Ashton herself said things like “we do our best”, that there’s a web of small, interconnected acts that reach a successful resolution and that the deals aren’t hers to make, but belong to the people making them. A lesson that could be taken from Kosovo to complex circumstances such as British transport infrastructure, the nature of our union, or local governance from Birmingham to Newcastle. 

This is radical humility, a Cinderella quality to its ugly sister “radical honesty”, the latter developed since the Nineties by the American psychotherapist Brad Blanton, which is really a licence for being rude. Radical humility, by contrast, puts its practitioner firmly at the service of those affected by a political situation and enables them to resolve it.  

Impressed as he was by the concept, Campbell neatly summarised the problem of deploying it as a political slogan: “What do we want? Radical humility! When do we want it? Now!” 

But radical humility should be a given for the way we manage the administrative organs of our faith, the Churches. Cardinal Basil Hume, the Archbishop of Westminster who never forgot he was foremost a Benedictine monk, springs to mind. 

As does Rowan Williams, whom I observed from the Daily Telegraph and then as his principal spin-doctor between 2008 and 2011, holding the complexity of the Anglican Communion together by empowering its components. 

The point about radical humility is that it subsumes personality into the lives of those it serves.

Their aim, in perhaps unconscious application of radical humility, was like Baroness Ashton to give those they convened room to tell their stories, to take ownership of them and become co-narrators. And that has a central gospel provenance. Jesus of Nazareth led by story-telling, the parables inviting listeners to reach their own conclusions – even and especially today. 

Radical humility doesn’t invite servant ministry. It is service ministry, precisely because it puts the governed in charge of their own story, which in a grander context could be called their destiny. 

Whether that kind of liberation could be applied to our secular politics is a tall order. As I’ve said, there are flickers of radical humility in Sunak, but when he claims to be proud to be the UK’s first Asian PM and “even prouder that it’s no big deal”, he paradoxically feels obliged to proceed to slam Labour for its lack of diversity. 

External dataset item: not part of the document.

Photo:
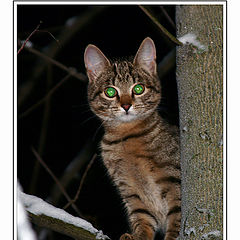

It was telling that home secretary Suella Braverman, in her somewhat incoherent speech this week, widely cast as a leadership bid, claimed that Labour leader Sir Keir Starmer didn’t have the “personality” to be prime minister. 

The point about radical humility is that it subsumes personality into the lives of those it serves. It’s one reason, perhaps, why we know so little of the personality of the Nazarene. But the likes of Braverman and other populist politicians can’t see beyond personality. 

Maybe she, like other politicians, wouldn’t recognise radical humility. And it can’t be transformative unless it’s listened to.